AL KHOR, QATAR – DECEMBER 10: Flowers and a photo in memory of Grant Wahl, an American sports journalist who died while reporting on the game between Argentina and the Netherlands, are placed before the quarterfinal match of FIFA World Cup Qatar 2022 between England and France at Al Bayt Stadium on December 10, 2022 in Al Khor, Qatar. (Photo by Hector Vivas – FIFA/FIFA via Getty Images)

Hector Vivas – FIFA via Getty Images

A reporter trained in first aid and two doctors continued to take turns pumping Wahl’s chest, he said. Two New York Times reporters who were at the scene said medics performed chest compressions and other treatments for about 20 minutes before Wahl was whisked out of Doha’s iconic Lusail Stadium.

Amazingly, there was no defibrillator to use, Glancy said. “Why was there no defibrillator? It was the question we kept asking ourselves, as doctors pumped and pumped in vain,” Glancy wrote.

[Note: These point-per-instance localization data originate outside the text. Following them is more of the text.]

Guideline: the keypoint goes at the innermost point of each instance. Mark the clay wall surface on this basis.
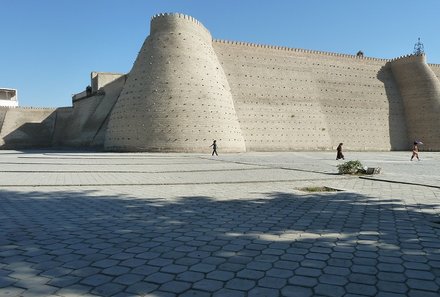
(85, 123)
(27, 127)
(289, 99)
(176, 97)
(436, 69)
(419, 86)
(101, 79)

Wahl’s friends from different parts of the press box rallied around him. One of them, football journalist Guillem Balague, mumbled: “It’s not real.”

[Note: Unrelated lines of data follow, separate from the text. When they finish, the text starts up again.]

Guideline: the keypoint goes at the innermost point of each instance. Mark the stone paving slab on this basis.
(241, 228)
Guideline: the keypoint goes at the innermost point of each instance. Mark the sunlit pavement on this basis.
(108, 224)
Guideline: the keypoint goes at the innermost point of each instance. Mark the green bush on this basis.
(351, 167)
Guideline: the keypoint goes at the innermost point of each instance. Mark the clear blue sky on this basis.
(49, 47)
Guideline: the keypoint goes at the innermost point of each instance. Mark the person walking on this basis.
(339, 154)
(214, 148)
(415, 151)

Eventually, Wahl, with his face covered, was taken out on a stretcher. Minutes earlier, he was laughing and tweeting excitedly about the game.

“Godspeed my friend,” Balague tweeted later. “If someone asks me what journalism is, I will say your name. Your loyalty, your sense of humor, your affection, your dress code! will never be forgotten,” he added, referring to a rainbow shirt Wahl was wearing that angered authorities in Qatar.

“You were taken from us far too soon,” added Balague. “There was still so much to write, live and discuss.”

The cause of death has not yet been determined. Wahl reportedly complained for days of not feeling well and having trouble sleeping.

Wahl was a football analyst for CBS Sports and a longtime reporter for Sports Illustrated. He was a vocal critic of Qatar and its oppression of the LGBTQ community. He posed for a photo of himself outside the United States game against Wales in a rainbow flag t-shirt – for which he was briefly detained. He said his phone was “snatched” from his hand by a guard and told to take off his shirt. Same-sex relationships are illegal in Qatar.

Family, friends, colleagues and sports fans have been devastated by Wahl’s death.

“The entire American football family is heartbroken to learn that we have lost Grant Wahl,” an unsigned official said. statement of the United States Soccer Federation. “His writing and the stories he told will live on.”